Nowadays, understanding the Internet is one of the major issues in theoretical computer science [1]. Toward this direction, a number of researchers consider the Internet as a system of rational selfish agents (or users), each acting his/her own profit. This simplification makes the use of many notions introduced in noncooperative game theory possible [2,3], where every agent determines her behavior (strategy) based on the other agents’ strategies. The aim of every agent is to maximize her own individual profit, without taking into account the consequences of her choice to the other agents or to the system’s performances. A central notion in this field is the notion of Nash equilibrium [2] defined as a combination of (deterministic or randomized) choices (strategies), one for each agent, from which no agent has an incentive to unilaterally change her strategy.

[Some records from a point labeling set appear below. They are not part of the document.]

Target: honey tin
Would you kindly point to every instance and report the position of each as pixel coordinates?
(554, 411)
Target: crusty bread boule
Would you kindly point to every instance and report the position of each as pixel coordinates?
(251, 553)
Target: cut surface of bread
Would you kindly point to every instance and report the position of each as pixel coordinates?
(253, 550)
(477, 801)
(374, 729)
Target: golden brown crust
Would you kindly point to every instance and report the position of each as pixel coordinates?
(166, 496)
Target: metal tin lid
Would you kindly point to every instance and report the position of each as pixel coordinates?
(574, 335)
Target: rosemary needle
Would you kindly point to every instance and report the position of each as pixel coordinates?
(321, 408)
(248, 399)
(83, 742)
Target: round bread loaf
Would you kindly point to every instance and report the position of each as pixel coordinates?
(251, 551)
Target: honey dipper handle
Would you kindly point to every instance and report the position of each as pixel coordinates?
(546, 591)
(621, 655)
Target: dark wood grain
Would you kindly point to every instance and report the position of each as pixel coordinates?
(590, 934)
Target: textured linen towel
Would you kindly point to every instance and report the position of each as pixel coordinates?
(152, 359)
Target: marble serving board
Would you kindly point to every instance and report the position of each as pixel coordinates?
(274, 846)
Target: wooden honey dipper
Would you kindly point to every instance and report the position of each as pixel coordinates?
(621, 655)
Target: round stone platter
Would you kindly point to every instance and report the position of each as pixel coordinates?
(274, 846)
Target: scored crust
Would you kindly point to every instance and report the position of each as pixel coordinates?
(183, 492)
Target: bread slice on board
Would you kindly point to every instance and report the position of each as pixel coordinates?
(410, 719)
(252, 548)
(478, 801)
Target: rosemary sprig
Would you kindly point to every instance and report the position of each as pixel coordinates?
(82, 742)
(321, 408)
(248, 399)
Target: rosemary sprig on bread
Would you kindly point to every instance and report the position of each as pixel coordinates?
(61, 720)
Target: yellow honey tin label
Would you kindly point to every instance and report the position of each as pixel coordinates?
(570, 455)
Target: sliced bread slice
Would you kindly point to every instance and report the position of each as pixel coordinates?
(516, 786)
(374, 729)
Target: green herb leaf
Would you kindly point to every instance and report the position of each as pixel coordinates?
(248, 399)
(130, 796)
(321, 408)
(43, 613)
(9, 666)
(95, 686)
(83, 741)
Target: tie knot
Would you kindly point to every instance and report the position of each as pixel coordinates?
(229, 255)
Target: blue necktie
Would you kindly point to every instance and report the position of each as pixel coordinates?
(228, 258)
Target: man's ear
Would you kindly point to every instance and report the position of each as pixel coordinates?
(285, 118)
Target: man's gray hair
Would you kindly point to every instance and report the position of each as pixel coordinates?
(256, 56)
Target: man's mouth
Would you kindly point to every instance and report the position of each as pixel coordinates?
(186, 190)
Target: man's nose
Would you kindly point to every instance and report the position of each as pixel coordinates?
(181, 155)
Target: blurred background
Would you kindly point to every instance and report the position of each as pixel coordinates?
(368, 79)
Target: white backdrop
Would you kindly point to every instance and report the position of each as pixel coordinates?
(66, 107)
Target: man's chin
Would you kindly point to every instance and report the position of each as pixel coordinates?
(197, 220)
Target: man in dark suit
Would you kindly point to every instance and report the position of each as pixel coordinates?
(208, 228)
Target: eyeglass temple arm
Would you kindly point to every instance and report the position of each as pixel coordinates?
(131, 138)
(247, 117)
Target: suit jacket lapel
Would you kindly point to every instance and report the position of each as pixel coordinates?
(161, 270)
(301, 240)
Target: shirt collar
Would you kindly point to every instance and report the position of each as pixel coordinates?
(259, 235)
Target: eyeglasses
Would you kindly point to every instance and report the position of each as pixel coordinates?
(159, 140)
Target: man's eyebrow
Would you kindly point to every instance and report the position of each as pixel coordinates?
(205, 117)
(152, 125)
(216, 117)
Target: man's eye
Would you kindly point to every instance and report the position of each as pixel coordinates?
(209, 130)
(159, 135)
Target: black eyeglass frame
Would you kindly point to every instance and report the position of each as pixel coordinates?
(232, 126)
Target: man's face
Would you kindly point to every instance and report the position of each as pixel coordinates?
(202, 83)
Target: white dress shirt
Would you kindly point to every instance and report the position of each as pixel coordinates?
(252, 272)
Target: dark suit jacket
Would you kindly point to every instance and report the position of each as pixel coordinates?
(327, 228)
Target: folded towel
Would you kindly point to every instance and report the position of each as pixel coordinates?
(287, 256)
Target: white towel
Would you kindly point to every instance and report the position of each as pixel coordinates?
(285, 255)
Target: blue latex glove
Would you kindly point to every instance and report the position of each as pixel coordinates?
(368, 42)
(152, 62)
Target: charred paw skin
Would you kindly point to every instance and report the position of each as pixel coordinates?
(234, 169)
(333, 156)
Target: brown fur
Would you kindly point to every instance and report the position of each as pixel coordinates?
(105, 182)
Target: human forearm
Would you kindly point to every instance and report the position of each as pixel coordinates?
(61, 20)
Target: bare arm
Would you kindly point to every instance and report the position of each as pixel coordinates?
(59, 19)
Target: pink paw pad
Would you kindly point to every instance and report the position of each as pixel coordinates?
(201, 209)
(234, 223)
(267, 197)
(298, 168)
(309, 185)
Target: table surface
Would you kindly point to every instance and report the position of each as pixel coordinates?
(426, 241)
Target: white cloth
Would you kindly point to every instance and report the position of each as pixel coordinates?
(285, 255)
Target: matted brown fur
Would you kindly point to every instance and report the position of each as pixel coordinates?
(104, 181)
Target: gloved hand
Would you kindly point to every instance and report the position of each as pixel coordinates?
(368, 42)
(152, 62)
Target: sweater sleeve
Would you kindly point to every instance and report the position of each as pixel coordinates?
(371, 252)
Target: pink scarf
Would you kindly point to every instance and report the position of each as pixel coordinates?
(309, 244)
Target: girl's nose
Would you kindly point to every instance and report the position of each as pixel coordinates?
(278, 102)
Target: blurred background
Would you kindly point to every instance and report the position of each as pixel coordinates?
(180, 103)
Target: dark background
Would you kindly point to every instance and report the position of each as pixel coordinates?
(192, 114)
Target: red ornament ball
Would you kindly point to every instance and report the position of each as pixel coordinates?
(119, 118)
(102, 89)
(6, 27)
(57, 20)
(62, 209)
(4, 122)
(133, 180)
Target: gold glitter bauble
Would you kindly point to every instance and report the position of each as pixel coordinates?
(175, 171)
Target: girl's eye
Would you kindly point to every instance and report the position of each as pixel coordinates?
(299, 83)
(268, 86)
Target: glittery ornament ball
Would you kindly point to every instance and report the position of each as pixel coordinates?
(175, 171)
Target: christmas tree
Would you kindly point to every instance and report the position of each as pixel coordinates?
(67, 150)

The existence of such an equilibrium is assured for every finite game from the famous theorem of Nash [2]. However, even if, in the last few years, some progress has been made for particular classes of games [4,5], it remains an open question to decide whether or not the problem of computing Nash equilibrium is in general solvable in polynomial time. This question is actually among the most challenging open questions in theoretical computer science [1]. However, a much progress has been made in the related question of evaluating the impact of the selfishness of the agents on the efficient use of the system, or, in other words, on the social welfare measured in terms of an appropriate global objective function. Given that for a finite game there are, in general, a number of different Nash equilibria that may have different objective function values, this question is very similar to the one of evaluating the quality of a feasible solution for a combinatorial optimization problem. Exploiting this relation, Koutsoupias and Papadimitriou [6] adopted a worst-case approach and they introduced the notion of the price of anarchy (also known as coordination ratio), which is defined as the ratio of the value of the objective function in the worst Nash equilibrium and its value at the optimum. In fact, the price of anarchy evaluates the cost of the lack of coordination-as opposed to the competitive ratio, that evaluates the lack of information

in the context of the on-line computation or the approximation ratio, that is used to evaluate the lack of unbounded computational resources in the context of the off-line computation.